Phitidis agrees that building and running hotels should not be the core activity of a venture capital company.
But Neill Hobbs of Anuva Investments, a leading 12J promoter, says different pools should appeal to various investors’ interests and risk appetites. Anuva has a technology fund managed by former Dimension Data CEO Brett Dawson, for example.
Gadi Cohen, MD at Optomise, says some true venture funds could lead to a total return of 1,000%.
"We can double your money over five years, with an internal rate of return of 8.3% but with much more certainty. In some of our funds there are capital guarantees given by the property developer."
A popular 12J venture has been to hire out scooters to delivery drivers.
Famous Brands now outsources its fleet to 12J-backed companies.
Optomise funds also arrange vehicle finance for Uber drivers through a rent-to-buy scheme.
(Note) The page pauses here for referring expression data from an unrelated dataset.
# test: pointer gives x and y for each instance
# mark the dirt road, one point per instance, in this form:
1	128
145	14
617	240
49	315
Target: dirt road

After five years drivers have the option to buy the vehicle for R30,000.
Hobbs says a weakness of 12J is that it was designed purely to provide equity capital, and entrepreneurs could end up losing control of their companies. "But we can get around this by capping our stake at 49% and taking the balance in a hybrid such as pref shares."
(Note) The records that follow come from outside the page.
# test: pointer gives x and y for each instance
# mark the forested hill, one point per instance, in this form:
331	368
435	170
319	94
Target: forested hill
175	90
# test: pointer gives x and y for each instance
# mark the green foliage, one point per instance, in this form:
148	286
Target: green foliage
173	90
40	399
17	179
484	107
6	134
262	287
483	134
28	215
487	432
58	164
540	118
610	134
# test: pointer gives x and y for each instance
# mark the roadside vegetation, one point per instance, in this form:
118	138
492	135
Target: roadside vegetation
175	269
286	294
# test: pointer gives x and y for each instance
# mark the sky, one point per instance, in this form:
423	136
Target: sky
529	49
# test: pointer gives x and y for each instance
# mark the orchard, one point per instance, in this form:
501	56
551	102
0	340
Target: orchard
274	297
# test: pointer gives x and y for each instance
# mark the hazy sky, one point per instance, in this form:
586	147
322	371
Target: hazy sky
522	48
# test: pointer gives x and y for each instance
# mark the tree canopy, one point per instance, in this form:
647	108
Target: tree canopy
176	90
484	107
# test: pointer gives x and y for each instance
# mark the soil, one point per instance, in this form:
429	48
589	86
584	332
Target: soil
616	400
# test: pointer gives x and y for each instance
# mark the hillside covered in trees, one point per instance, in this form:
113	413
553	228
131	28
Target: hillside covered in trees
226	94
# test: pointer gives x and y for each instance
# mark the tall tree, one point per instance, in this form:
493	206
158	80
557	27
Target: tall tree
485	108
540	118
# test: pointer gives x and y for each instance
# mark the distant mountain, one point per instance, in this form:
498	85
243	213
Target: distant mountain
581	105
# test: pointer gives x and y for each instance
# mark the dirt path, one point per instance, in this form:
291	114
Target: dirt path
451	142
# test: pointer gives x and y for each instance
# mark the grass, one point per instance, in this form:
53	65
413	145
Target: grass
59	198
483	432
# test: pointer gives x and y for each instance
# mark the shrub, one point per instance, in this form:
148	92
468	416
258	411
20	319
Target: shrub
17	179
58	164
The tax break could also lead to a glut of hotel properties, particularly in Rosebank, where the Monarch Hotel is in business rescue.
Dino Zuccollo, who chairs the 12J Association of SA, says there were abuses when a few individuals got together to claim a section 12J deduction on their holiday homes even though they did not operate as hotels or even B&Bs.
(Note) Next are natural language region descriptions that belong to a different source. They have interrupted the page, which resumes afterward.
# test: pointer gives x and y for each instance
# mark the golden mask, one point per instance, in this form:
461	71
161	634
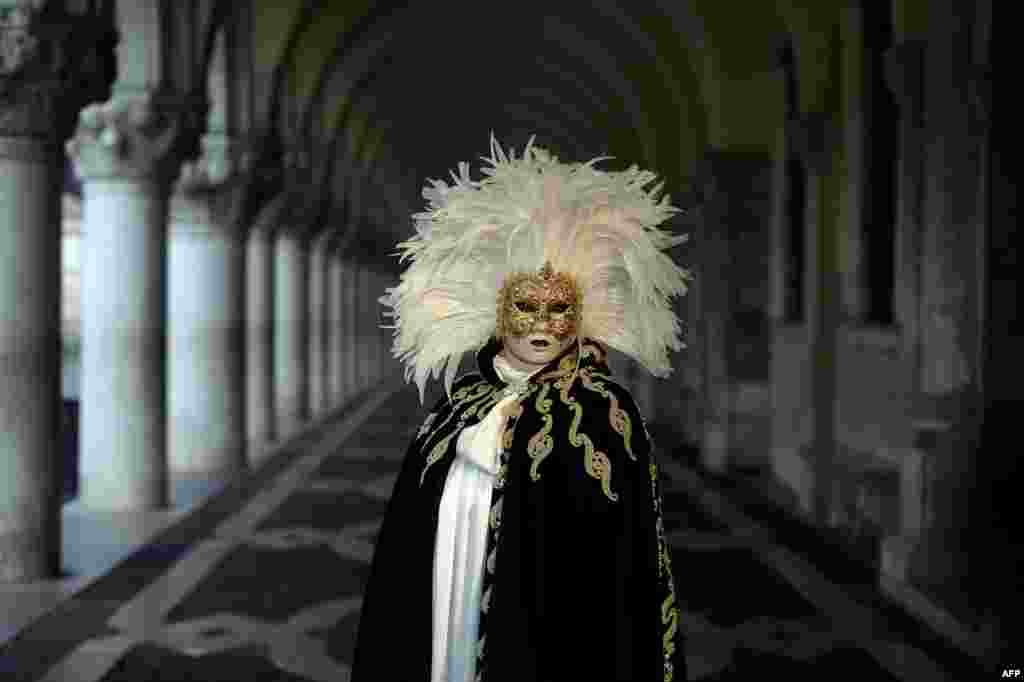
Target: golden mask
541	302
Now these deductions are only valid if they are done through established 12J fund managers.
"Abuses are also much less likely now that there is a R2.5m deduction cap for individuals every year," says Zuccollo.
There was no cap prior to July 2019 but he says that it is no bad thing as it encourages fund managers to look for a spread of investors to build up assets.
Initially much of the 12J finance came from founders, friends and family.
Now it comes from a far wider base — those who are looking for a tax deduction with at least R100,000 to invest. Sacks says that notable supporters have been the wealth managers at Standard Bank, FNB, Investec and Alexander Forbes.
While the plethora of hospitality investments using 12J tax breaks has drawn criticism, Jeff Miller, CEO of Grovest, another leading 12J promoter, says hospitality is a very strong job promoter, and accounts for the majority of the 27,000 jobs the schemes have created.
"In fact, even though [it is] lower risk than classic business start-ups, banks aren’t lending to the hotel sector, after getting their fingers burnt in projects such as a golf estates," he says.
Another large subset of 12J — perhaps 15% of funds — has been into renewable energy distribution, which now looks more urgent than ever.
Only one outfit offers a diversified fund of section 12J funds, to external investors: MeTTa Capital.
Administered by Grovest, it invests in funds of competitors such as Optomise and Westbrooke, as well as some junior mining ventures.
Over two years, the MeTTa Moderate Risk Fund has given a flat return (other than the tax benefit itself), but this has been in an environment in which listed small caps have fallen 25%.
Section 12J funds pay themselves in the standard alternative investments style, often 2% upfront, then 2% a year and 20% of profit.
But Hobbs argues the fee should not be compared to a fund: it is a public company which must issue a prospectus every time it asks for share subscriptions below R1m and it is a hands-on investor, not a share buyer sitting behind the screen.
What is section 12J?
Individuals and trusts can invest up to R2.5m in approved venture capital companies in any tax year.
The investment is fully tax deductible in the financial year in which it is made. It cannot be redeemed in the first five years, and the catch is that after five years capital gains tax applies to the full amount accrued — including the initial investment.
It excludes investment in all property except hotels and lodges, all forms of banking, insurance and management consulting as well as liquor, tobacco and ammunition.
More than half of 12J activities relate to hospitality, with related alcohol and tobacco sales outsourced to separate businesses.